Chiedendoci dove si potrebbe desiderare di utilizzare la volatilità, la risposta è “con un breakout”. Per prima cosa possiamo definire il breakout, ovvero l’ingresso nel mercato dal momento in cui si ha una rottura dei prezzi. Se vogliamo entrare nel mercato su un breakout, possiamo beneficiare di posizioni che hanno una maggiore volatilità. Si tratta dunque di capire la volatilità del mercato e di agire di conseguenza. La volatilità è un concetto che non bisogna assolutamente temere, dato che permette al trader di realizzare degli interessanti profitti.

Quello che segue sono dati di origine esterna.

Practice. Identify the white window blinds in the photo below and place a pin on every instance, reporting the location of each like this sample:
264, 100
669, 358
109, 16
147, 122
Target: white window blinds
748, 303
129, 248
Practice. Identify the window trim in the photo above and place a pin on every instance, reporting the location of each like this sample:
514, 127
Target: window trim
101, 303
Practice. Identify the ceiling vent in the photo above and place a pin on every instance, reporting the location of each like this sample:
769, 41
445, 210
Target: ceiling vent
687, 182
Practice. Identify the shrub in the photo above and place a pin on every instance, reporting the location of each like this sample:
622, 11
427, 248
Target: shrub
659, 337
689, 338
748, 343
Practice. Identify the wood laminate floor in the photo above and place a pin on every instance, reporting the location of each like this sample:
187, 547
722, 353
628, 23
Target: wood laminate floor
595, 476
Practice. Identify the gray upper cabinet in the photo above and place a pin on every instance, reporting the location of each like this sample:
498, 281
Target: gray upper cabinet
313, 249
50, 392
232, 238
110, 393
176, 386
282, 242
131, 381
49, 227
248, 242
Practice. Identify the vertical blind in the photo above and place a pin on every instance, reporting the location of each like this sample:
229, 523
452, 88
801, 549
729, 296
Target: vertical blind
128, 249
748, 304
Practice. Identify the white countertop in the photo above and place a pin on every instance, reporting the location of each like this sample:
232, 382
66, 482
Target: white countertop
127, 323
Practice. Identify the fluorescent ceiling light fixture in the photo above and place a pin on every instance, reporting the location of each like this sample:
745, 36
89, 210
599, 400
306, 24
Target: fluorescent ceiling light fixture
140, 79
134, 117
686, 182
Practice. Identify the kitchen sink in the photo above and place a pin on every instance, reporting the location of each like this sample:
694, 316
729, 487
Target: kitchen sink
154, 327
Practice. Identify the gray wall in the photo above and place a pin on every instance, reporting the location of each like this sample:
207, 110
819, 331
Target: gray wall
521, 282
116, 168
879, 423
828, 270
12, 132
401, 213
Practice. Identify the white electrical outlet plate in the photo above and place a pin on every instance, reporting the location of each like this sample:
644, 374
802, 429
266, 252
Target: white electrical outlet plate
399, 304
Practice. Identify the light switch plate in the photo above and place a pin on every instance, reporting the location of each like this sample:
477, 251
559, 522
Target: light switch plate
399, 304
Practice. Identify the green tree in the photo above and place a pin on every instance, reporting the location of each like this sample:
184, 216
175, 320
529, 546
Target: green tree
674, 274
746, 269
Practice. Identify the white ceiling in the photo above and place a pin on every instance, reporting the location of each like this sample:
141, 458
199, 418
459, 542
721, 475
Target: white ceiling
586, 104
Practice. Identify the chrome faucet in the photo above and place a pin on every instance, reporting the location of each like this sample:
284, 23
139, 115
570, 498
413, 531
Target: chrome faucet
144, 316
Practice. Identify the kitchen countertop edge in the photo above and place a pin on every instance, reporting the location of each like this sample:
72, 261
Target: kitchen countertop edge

Se un mercato non fosse volatile, infatti, non si avrebbe modo di guadagnare denaro da esso, né tantomeno si potrebbe riuscire a riprendersi da una sconfitta che si potrebbe aver avuto. Ovviamente, operare in un mercato volatile è una cosa ben diversa che operare in un mercato non volatile, dunque bisogna adattare di conseguenza il proprio trading. Sicuramente con l’esperienza si sarà in grado di capire quando un mercato è maggiormente volatile o meno e, dunque, come poter agire ed operare.